Oireachtas Joint and Select Committees

Wednesday, 21 September 2022

Joint Oireachtas Committee on Health

Issues at the Emergency Department of University Hospital Limerick Raised in the HIQA Report: Discussion

Professor Brian Lenehan:

To speak to the here and now, capacity will not come on stream, as Deputy Quinlivan said, for 24 months. What, then, are we doing now to improve the situation with trolleys and overcrowding in our ED? There has been incremental improvement in recent weeks, which has been sustained. That is being achieved in a number of ways. The appointment of a head of service is key because the focus there is on patient flow, on decompressing the ED and on ensuring that all potential discharges are facilitated. We have put in the patient flow co-ordinators, who are working on the ground at ward level identifying patients who can be discharged because once a patient is discharged, that bed has to be cleaned and turned around for a patient to come from the ED. We have enhanced triage in the ED now, with additional nurses in triage and consultant-assisted triage, so the triage times are coming down. Our patient experience times, PETs, are coming down. The number of patients discharged daily has increased, the utilisation of our community beds and contracted beds has increased, the referral rate to rehab has increased, and the number of patients experiencing a delayed transfer of care has come down significantly.

All those small pieces, incrementally, speak to patient flow. They generate capacity within the system, and that is why we see today the number of trolleys that are there compared with the number this day last year.

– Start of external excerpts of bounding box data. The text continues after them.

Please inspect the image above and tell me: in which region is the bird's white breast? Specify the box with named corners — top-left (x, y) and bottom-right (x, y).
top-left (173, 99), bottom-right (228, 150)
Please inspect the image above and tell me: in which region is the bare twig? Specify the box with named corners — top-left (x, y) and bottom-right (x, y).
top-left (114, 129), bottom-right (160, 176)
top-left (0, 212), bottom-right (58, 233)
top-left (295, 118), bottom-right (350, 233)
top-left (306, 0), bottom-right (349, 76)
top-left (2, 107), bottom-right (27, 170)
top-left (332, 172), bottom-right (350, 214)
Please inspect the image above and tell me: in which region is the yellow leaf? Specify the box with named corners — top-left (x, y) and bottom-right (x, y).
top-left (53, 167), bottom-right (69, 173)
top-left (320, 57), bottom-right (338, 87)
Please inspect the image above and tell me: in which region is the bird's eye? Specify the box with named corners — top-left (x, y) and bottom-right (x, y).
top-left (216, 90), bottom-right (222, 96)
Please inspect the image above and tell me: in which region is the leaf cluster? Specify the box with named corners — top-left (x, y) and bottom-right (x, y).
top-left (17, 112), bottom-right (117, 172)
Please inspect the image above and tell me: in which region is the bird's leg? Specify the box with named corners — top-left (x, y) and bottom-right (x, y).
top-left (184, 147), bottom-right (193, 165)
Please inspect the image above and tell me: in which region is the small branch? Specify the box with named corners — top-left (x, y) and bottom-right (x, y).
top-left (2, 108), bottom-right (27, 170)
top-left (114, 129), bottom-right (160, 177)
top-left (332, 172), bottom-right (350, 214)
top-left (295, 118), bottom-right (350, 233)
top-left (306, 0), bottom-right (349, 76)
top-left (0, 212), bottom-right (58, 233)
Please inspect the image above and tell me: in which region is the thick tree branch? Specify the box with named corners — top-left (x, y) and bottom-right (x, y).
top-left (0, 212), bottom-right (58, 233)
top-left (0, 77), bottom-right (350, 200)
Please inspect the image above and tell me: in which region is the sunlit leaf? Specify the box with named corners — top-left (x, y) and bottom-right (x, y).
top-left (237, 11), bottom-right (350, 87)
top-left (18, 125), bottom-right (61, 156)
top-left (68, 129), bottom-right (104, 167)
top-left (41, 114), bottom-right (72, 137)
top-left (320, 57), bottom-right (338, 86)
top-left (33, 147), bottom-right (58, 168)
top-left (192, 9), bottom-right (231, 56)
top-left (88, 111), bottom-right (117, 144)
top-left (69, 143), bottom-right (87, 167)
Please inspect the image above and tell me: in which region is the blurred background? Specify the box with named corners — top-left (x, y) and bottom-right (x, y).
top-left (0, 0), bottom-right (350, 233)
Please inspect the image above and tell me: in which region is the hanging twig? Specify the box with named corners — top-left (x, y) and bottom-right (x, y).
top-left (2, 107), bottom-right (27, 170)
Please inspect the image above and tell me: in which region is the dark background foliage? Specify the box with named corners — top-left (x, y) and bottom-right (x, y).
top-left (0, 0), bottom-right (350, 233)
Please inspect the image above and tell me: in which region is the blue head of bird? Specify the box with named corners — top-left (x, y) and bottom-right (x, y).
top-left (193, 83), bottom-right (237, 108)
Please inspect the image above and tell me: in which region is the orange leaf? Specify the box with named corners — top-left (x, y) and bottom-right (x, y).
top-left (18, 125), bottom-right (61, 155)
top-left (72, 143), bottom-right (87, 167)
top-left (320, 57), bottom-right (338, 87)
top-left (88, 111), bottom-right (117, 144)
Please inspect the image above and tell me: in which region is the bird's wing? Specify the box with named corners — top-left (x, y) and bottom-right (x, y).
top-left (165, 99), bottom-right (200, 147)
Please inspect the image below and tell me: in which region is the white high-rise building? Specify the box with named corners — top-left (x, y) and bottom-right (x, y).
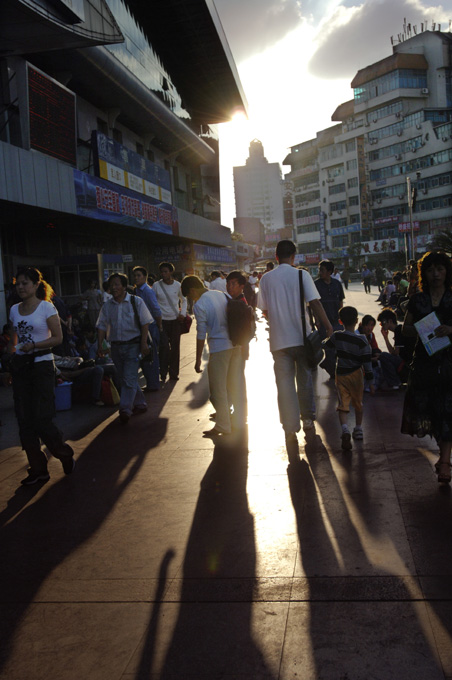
top-left (234, 139), bottom-right (284, 231)
top-left (284, 31), bottom-right (452, 263)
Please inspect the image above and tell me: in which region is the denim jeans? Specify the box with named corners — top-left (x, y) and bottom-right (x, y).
top-left (12, 361), bottom-right (73, 474)
top-left (111, 343), bottom-right (147, 416)
top-left (272, 346), bottom-right (315, 432)
top-left (141, 323), bottom-right (160, 390)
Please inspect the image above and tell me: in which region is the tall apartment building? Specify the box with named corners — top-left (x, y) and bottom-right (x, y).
top-left (0, 0), bottom-right (246, 323)
top-left (284, 31), bottom-right (452, 268)
top-left (233, 139), bottom-right (284, 231)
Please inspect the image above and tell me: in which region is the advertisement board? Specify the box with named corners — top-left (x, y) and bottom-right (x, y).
top-left (73, 169), bottom-right (178, 234)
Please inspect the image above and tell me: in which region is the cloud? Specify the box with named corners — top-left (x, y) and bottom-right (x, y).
top-left (309, 0), bottom-right (452, 79)
top-left (215, 0), bottom-right (302, 62)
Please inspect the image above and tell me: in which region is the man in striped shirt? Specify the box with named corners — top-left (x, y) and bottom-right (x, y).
top-left (323, 307), bottom-right (375, 450)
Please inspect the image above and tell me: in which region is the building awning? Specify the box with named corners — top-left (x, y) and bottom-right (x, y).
top-left (0, 0), bottom-right (124, 57)
top-left (351, 52), bottom-right (428, 87)
top-left (123, 0), bottom-right (248, 123)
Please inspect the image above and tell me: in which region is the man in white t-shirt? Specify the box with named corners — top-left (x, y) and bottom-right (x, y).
top-left (182, 276), bottom-right (246, 437)
top-left (258, 241), bottom-right (333, 456)
top-left (152, 262), bottom-right (187, 382)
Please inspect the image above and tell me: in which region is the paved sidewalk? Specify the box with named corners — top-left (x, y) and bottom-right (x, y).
top-left (0, 284), bottom-right (452, 680)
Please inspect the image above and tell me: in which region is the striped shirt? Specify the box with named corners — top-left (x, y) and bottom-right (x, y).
top-left (323, 331), bottom-right (373, 380)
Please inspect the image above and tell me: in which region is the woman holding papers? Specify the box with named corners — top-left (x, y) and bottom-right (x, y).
top-left (402, 251), bottom-right (452, 483)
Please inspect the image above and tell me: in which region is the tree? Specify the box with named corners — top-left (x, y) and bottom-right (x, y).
top-left (427, 229), bottom-right (452, 255)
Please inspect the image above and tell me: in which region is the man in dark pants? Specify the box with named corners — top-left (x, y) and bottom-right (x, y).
top-left (314, 260), bottom-right (345, 379)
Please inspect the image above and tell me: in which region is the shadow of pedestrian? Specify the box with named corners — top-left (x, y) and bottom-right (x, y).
top-left (135, 441), bottom-right (275, 680)
top-left (0, 406), bottom-right (167, 677)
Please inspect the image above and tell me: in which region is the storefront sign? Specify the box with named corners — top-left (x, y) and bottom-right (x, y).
top-left (361, 238), bottom-right (399, 255)
top-left (73, 170), bottom-right (178, 234)
top-left (399, 222), bottom-right (420, 233)
top-left (92, 130), bottom-right (172, 205)
top-left (193, 243), bottom-right (236, 264)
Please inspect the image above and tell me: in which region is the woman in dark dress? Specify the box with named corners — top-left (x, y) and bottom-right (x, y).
top-left (402, 251), bottom-right (452, 483)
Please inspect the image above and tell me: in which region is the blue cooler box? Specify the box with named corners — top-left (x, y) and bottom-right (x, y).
top-left (55, 382), bottom-right (72, 411)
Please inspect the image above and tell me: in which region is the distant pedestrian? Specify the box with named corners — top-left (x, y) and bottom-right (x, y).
top-left (96, 272), bottom-right (153, 424)
top-left (152, 262), bottom-right (187, 382)
top-left (323, 307), bottom-right (375, 450)
top-left (314, 260), bottom-right (345, 378)
top-left (81, 279), bottom-right (104, 328)
top-left (133, 266), bottom-right (163, 392)
top-left (361, 264), bottom-right (372, 293)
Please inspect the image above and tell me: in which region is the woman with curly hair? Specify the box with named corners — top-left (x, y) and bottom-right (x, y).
top-left (402, 251), bottom-right (452, 483)
top-left (8, 267), bottom-right (75, 485)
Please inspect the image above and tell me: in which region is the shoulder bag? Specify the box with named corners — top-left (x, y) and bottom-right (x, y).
top-left (299, 269), bottom-right (324, 368)
top-left (158, 281), bottom-right (193, 335)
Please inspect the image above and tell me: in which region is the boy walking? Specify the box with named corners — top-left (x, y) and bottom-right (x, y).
top-left (323, 307), bottom-right (375, 450)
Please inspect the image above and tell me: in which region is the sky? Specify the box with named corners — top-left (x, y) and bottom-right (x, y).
top-left (215, 0), bottom-right (452, 228)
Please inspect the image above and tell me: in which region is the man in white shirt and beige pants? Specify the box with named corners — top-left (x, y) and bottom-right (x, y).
top-left (259, 241), bottom-right (333, 452)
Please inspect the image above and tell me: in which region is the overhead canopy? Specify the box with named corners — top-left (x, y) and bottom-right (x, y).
top-left (127, 0), bottom-right (247, 123)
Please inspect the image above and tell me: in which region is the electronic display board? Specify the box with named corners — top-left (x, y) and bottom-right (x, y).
top-left (27, 64), bottom-right (77, 165)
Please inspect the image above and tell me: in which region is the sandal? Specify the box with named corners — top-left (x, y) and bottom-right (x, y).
top-left (435, 461), bottom-right (451, 484)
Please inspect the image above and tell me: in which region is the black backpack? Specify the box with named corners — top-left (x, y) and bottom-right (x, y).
top-left (226, 295), bottom-right (256, 347)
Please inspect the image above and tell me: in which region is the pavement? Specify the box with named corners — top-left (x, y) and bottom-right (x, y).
top-left (0, 284), bottom-right (452, 680)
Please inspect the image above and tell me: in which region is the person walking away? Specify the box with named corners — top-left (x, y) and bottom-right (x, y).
top-left (82, 279), bottom-right (103, 328)
top-left (259, 240), bottom-right (333, 455)
top-left (377, 308), bottom-right (415, 390)
top-left (401, 251), bottom-right (452, 484)
top-left (153, 262), bottom-right (187, 382)
top-left (133, 266), bottom-right (163, 392)
top-left (182, 276), bottom-right (245, 438)
top-left (361, 264), bottom-right (372, 293)
top-left (96, 272), bottom-right (153, 424)
top-left (8, 267), bottom-right (75, 486)
top-left (323, 307), bottom-right (375, 450)
top-left (314, 260), bottom-right (345, 380)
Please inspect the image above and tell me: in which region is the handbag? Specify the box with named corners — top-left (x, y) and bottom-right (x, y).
top-left (100, 376), bottom-right (119, 406)
top-left (299, 269), bottom-right (324, 368)
top-left (159, 281), bottom-right (193, 335)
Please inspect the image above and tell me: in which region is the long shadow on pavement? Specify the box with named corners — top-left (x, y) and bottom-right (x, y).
top-left (0, 391), bottom-right (170, 675)
top-left (135, 442), bottom-right (274, 680)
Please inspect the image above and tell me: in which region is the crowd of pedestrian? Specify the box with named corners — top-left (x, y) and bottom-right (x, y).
top-left (0, 241), bottom-right (452, 485)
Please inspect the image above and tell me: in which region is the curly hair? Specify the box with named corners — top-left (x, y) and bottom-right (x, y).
top-left (417, 250), bottom-right (452, 293)
top-left (15, 267), bottom-right (54, 302)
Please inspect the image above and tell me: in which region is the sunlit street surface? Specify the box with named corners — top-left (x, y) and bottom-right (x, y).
top-left (0, 284), bottom-right (452, 680)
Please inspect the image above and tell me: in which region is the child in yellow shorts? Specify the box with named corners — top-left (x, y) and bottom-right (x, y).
top-left (323, 307), bottom-right (375, 450)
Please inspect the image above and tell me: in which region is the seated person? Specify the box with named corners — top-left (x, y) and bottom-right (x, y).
top-left (378, 309), bottom-right (416, 390)
top-left (377, 279), bottom-right (396, 307)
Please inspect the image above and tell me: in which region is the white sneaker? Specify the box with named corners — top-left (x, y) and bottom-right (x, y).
top-left (303, 418), bottom-right (315, 432)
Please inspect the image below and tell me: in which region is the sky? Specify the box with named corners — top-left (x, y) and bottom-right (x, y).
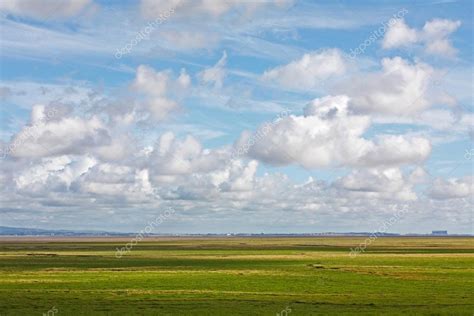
top-left (0, 0), bottom-right (474, 233)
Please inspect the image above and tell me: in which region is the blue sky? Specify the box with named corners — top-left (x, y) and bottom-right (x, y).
top-left (0, 0), bottom-right (474, 233)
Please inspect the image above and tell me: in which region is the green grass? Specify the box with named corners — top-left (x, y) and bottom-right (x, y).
top-left (0, 237), bottom-right (474, 316)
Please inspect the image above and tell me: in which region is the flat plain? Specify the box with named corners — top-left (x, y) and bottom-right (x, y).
top-left (0, 237), bottom-right (474, 316)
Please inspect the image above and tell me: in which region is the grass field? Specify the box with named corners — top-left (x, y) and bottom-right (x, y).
top-left (0, 237), bottom-right (474, 316)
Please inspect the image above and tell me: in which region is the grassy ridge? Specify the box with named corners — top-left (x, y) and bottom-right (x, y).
top-left (0, 237), bottom-right (474, 315)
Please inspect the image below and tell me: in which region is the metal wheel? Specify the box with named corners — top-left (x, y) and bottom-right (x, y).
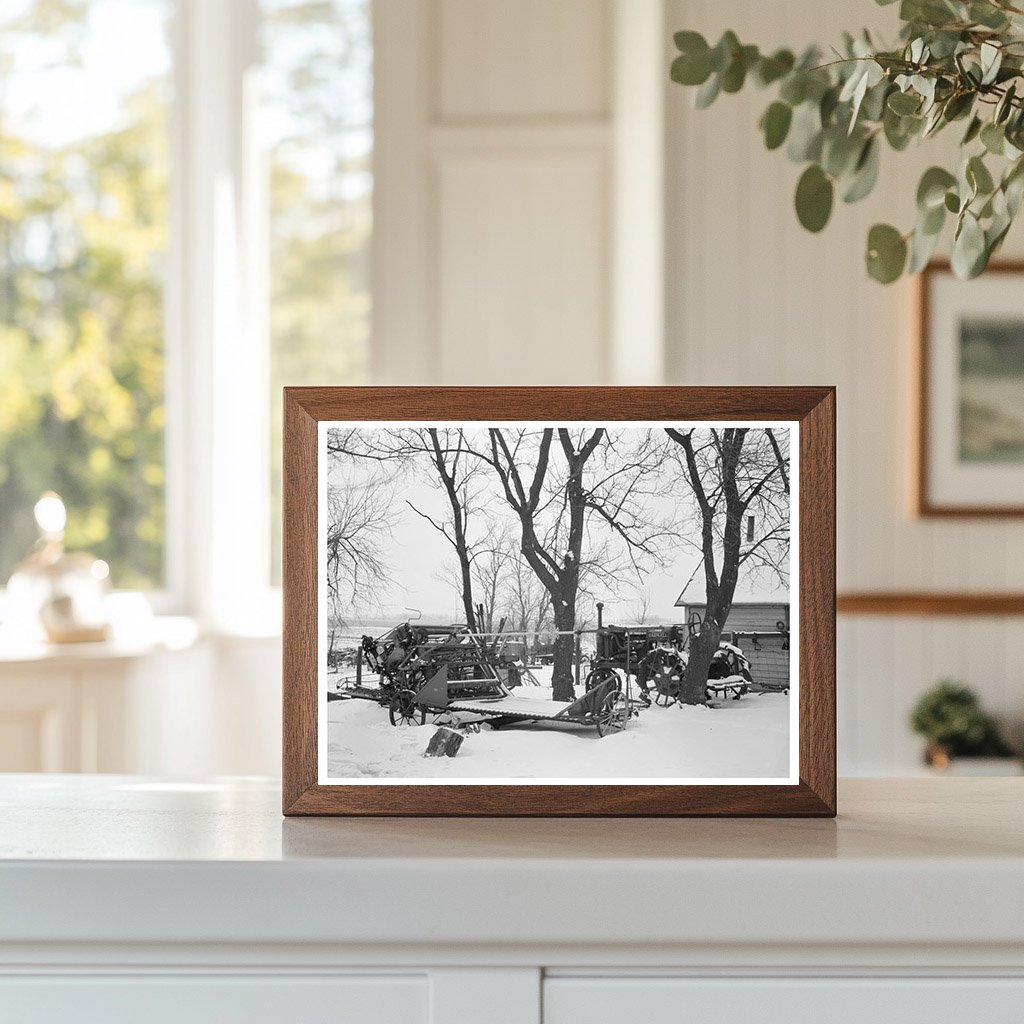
top-left (387, 690), bottom-right (427, 725)
top-left (594, 690), bottom-right (630, 736)
top-left (584, 666), bottom-right (618, 693)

We need to build on that, use the funding we have been provided with to sustain that, use the additional consultants and NCHDs in the emergency department to improve the time it takes to see a doctor and the time it takes to get a test, and look at building on the work that has been done with frailty to the fore and OPTI-MEND, which are two areas that focus on the over-75s and admit fewer patients because there is an alternative whereby they have access to the OPTI-MEND team and the frailty team and can be referred to the ICPOP services in the community. It is therefore a joined-up effort and it is probably ten or 15 small things that will lead to the incremental change.

We need to sustain and drive that. We are doing that with the support of the HSE, its performance management and improvement unit and the staff on the ground supported by the executive management team. We will have people on trolleys but I hope the number will be far less than heretofore. Winter is coming and I do not know what will happen with Covid or flu. All we can do is respond and redouble our efforts. As with Professor Cowan, as chief clinical director, I too want to apologise to patients who have a negative experience in our emergency department. It is not the standard of care we aspire to provide and we will do everything in our power to improve that situation, as we are resourced and facilitated to do.